Pour les droits : dans les liens en bas de l’article, on trouve des tutos d’autres admin système qui installent apache en mode “suexec” pour le faire tourner sous un autre utilisateur. C’est une option. Personnellement, je règle le problème en utilisant les groupes : je place mon user perso ainsi que les autres webmasters éventuels dans le groupe www-data et j’autorise les modifs de fichier par les membres du groupe (chmod g+w). Apache quant à lui accède à tous les fichiers en lecture sans se poser de questions.
le 8 October 2009 à 21:17 h
@Yann
Je vois 1 problème à cette solution (chmod g+w) :
Certaines “appli” web (wordpress, drupal par exemple) ont besoin des droits d’écriture sur quelques répertoires : c’est à dire que le user www-data devra être capable d’écrire dans ces répertoires. Et malheureusement, les fichiers créés par ton user perso ne seront pas accessibles par le user www-data.
On peut toujours mettre le user www-data dans le groupe de ton user perso et faire un chmod g+w sur ces fichiers nouvellement créés, mais ça devient un peu tordu quand même… Je me demandais s’il n’y avait pas plus simple.
Quant à suexec, il me semble que les performances sont moins bonnes.
Je ne suis pas un pro en sécurité, mais est-ce qu’une solution qui consisterait à mettre un mot de passe au user www-data ne serait pas plus simple. Je pourrais me loguer sous ce user en utilisant le mot de passe (ou même avec une clé).
le 25 November 2009 à 1:38 h
Impressionnant ! je crois que c’est le premier tuto qui fonctionne du premier coup, je suis bluffé !
Félicitation pour ce tuto qui fonctionne a merveille, c’est du beau boulot. Il permet de partir sur des bases solides et à le merite d’être clair en plus.
Pour mon cas, j’ai adapté la sécurisation des dossiers munin et phpsysinfo à partir du tuto concernant le RPS d’OVH.
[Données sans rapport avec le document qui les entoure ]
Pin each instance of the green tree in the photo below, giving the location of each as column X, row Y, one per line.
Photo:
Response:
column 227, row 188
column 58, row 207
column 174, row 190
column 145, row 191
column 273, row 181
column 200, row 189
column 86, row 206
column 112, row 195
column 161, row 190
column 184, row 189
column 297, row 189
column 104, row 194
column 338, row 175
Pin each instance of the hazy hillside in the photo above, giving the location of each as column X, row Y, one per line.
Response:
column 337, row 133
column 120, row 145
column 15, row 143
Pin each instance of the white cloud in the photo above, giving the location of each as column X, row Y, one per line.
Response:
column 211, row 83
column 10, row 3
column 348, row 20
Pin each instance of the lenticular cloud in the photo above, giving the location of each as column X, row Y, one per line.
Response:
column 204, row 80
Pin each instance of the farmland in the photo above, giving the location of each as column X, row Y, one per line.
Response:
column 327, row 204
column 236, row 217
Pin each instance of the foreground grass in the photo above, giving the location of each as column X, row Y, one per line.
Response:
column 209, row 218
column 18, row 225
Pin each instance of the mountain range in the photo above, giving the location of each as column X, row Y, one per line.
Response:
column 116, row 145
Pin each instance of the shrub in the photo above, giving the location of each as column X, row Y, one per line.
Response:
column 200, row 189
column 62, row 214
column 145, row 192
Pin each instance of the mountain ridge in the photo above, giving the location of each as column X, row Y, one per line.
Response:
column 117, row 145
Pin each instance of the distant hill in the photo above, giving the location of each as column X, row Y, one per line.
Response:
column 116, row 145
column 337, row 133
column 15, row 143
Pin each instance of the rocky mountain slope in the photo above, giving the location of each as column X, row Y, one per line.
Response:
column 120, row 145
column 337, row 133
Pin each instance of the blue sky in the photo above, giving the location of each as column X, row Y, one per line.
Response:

Un grand merci en tout cas…
le 3 April 2010 à 18:54 h
Bravo !!!
Je crois que c’est le premier tuto complet sur le sujet.
Franchement je suis bluffé !!
le 20 August 2010 à 17:29 h
Pas mal,
mais il manque sans doute la config iptables et l’install d’exim4
le 20 August 2010 à 17:41 h
@Teenage:
Concernant iptables, c’est un choix : il y a tellement peu de ports ouverts sur cette machine qui est un serveur web isolé (en fait seuls les ports http, le ssh étant déplacé à une adresse non triviale), et tellement peu de services actifs à l’écoute, qu’on peut se demander si c’est utile. Personnellement, je considère que non. Il y a beaucoup plus de chances d’être attaqué en http sur les applications php, et c’est donc plutôt l’installation de mod-secure pour Apache qui manque.
Bien entendu si on veut ajouter des services sur son Kimsufi, faire du routage, ou faire communiquer des serveurs entre eux par des services privilégiés, iptables peut devenir intéressant. Ce n’est pas l’objet de cette config.
Concernant Exim4, son installation est mentionnée dans le tuto, et la configuration est triviale et se fait en mode interactif pour l’usage qu’on en fait (uniquement relayer en smtp des mails envoyés par les applis web).
Mais n’hésites pas à compléter si tu as des suggestions, ou des liens intéressants pour ces deux aspects : je ne prétends pas être exhaustif, car à la base c’est juste un aide-mémoire à usage personnel
le 20 August 2010 à 18:49 h
Oui, mais ca peut pas faire de mal surtout si l’on ne maitrise pas tout les services (inetd).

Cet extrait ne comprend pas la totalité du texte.